一瞬見せた、旦那さんの渋い顔(笑)(笑)(笑)
一事が万事、この調子なのかもね。
沈翊「小静の個人的な部屋なんかはどうなんですか? 同じ感じですか?」
ちらりと、父親の方をみる母。
小さくため息をつく父親。
父「それが・・・小静は、我々とは全く違うんです。」
杜城「?」
父「彼女の部屋は、いつもゴチャゴチャです。母親と私は、しばしば、彼女の部屋の片づけを手伝うんです。しかし、我々がそうするたびに、あの子は癇癪を起しましてて・・・」
母「ええ、掃除するたびに怒られるんです」
杜城「・・・・・・」
確かに自分だったら辟易だな、と思いつつも、外出禁止(軟禁)とか異常な介入(束縛)とか、そういうレベルなのか、ちょっと判断がつきかねてるのかな?
反して、なるほどね、と頷く沈翊。
沈翊「彼女の部屋を見せていただいてもいいですか?」
母「どうぞ。二階です。」
立ち上がり、階段を昇っていく沈翊。
疲れ切ったように、俯く母親。
ここで、切ります。
★『猟罪図鑑Ⅱ』Ep.07-2 雑感★
常楓が語った、小静との山での会話などは、おそらくその通りの流れだったんだろうけれど、まだまだ、出てきてないことがあるんだろうな。← これは、定説です(苦笑)

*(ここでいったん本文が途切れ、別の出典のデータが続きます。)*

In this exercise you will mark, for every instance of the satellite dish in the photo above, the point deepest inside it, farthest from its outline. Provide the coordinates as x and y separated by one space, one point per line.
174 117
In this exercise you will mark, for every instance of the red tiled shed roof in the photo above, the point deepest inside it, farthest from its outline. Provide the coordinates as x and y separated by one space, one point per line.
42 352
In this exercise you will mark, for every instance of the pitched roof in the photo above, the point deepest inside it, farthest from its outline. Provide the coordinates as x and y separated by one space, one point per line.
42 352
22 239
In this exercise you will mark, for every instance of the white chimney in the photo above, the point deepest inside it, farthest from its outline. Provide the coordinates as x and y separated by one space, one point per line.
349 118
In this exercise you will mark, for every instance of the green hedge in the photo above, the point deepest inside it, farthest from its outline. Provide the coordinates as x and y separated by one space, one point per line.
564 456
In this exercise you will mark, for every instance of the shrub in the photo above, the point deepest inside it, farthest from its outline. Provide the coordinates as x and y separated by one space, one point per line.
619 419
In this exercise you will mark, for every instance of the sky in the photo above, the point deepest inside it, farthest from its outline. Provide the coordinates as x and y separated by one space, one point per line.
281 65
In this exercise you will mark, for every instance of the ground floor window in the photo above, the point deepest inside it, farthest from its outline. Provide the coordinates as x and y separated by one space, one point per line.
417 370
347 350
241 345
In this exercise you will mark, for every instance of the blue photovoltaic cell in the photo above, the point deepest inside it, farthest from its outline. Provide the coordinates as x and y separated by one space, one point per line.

小静の親友のお店のインテリア、至る所、とても、チグハグな印象を受けました。
だからこそ、余計、いろいろなヒントが際立つような感じがします。
沈翊と杜城に関しては、公私混同とは言いませんけど、あれ、カフェデートでいいですよね(笑)
ただ、ずきゅ~~んというより、あ~、はいはいって感じなのよね。
いちいち、取り立てていうほどのことでもなくなってるというか。。。
もちろん、それも"苦肉の策"なのはわかってるんですけど、もうちょっと、ずきゅ~~んな奴、たまには供給してください(笑)
引き続き、小静の家を訪れた二人。
子供の立場、親の立場を両方経験した身でも、本当に胸が苦しくなってくる。